Não demorou muito e eles chegaram, provavelmente para passar as férias de final de ano, eu me escondia, só para observar, aos poucos a casa foi se enchendo com mais objetos, mas eram poucos, resumiam só a objetos pessoas, pois a casa já havia mobilha.
A família não era muito grande, mas era saborosamente agradável, a mãe não passava dos 30, loira de olhos claros, o pai devia ter uns anos a mais que a mãe, e era alto com cabelos negros. Eles tinham dois filhos, uma menina e um menino, o garoto era Rudy, com 10 anos de idade, olhos verdes, pele levemente pálida e com cabelos negros como os do pai. Já a menina devia ter uns 16 anos, e estava sempre acompanhada de seu namorado Drake, Lisa era alta, corpo esbelto, pele igual a do irmão, olhos mais azulados, e cabelos compridos ondulados loiro médio.
A família se infiltrava na casa como se realmente fossem donos do local, mas com certeza não eram e com certeza aquela felicidade não duraria muito.
Os observava, com sede de morte, a cada momento passado, mais eu queria mata-los, Rudy deitava-se na cama todas as noites e ficava lendo algum livro, ainda infantil, até lhe dar sono e as vezes, em algumas noites se estimulava por debaixo das cobertas.
Lisa e Drake, dormiam juntos no mesmo quarto, e quase toda noite era uma festa para os dois, geralmente eles iam dormir toda noite as 3 horas da manha, só se pegando na cama.
Os pais, mal se falavam, entre quatro paredes o relacionamento deles, era mais morto do que uma folha ressecada em dias de inverno. Os dois mal se olhavam nos rostos e ainda insistiam em algo. E fora dali eram os pais perfeitos, unidos e protetores, e agiam como se nada tivesse acontecendo.
Eles vistos, por olhares básicos mal chegavam perto de uma família perfeita.
Deixei as coisas rolarem por mais algum tempo, até a matança começar.
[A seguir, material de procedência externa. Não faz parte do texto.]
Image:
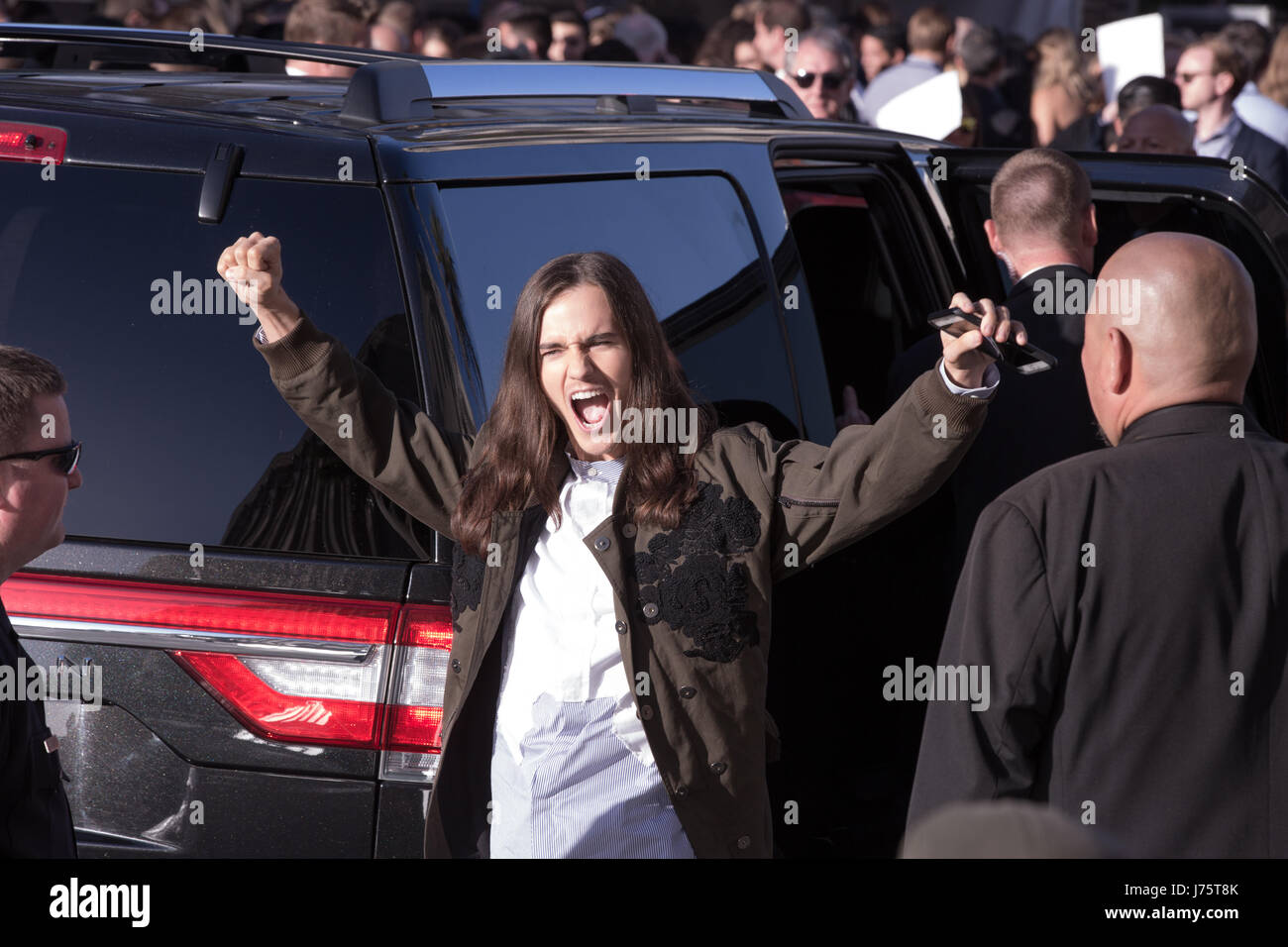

Em uma madrugada Rudy estava vendo filmes de terror, na sala, ele mal olhava a tv de tanto medo, era a oportunidade perfeita!
Desliguei os abajures com o pensamento e os liguei novamente, ele olhou em volta, mas nada viu, depois desliguei a televisão e tornei a liga-la e depois a sala caiu no breu, e o garoto só observava sem se mexer, e quando todo voltou a ligar ele me viu em frente a televisão com um sorriso largo, tornei a desligar tudo, e a ligar, mas eu não estava mais lá.
Rudy não acreditou, pensou que fosse o medo ou o excesso de cansaço, então desligou tudo e fui para o quarto, e eu o acompanhava pelo teto, al chegar no quarto ele pegou o livro que estava lendo e deitou na cama para ler, antes de mata-lo decidi me divertir.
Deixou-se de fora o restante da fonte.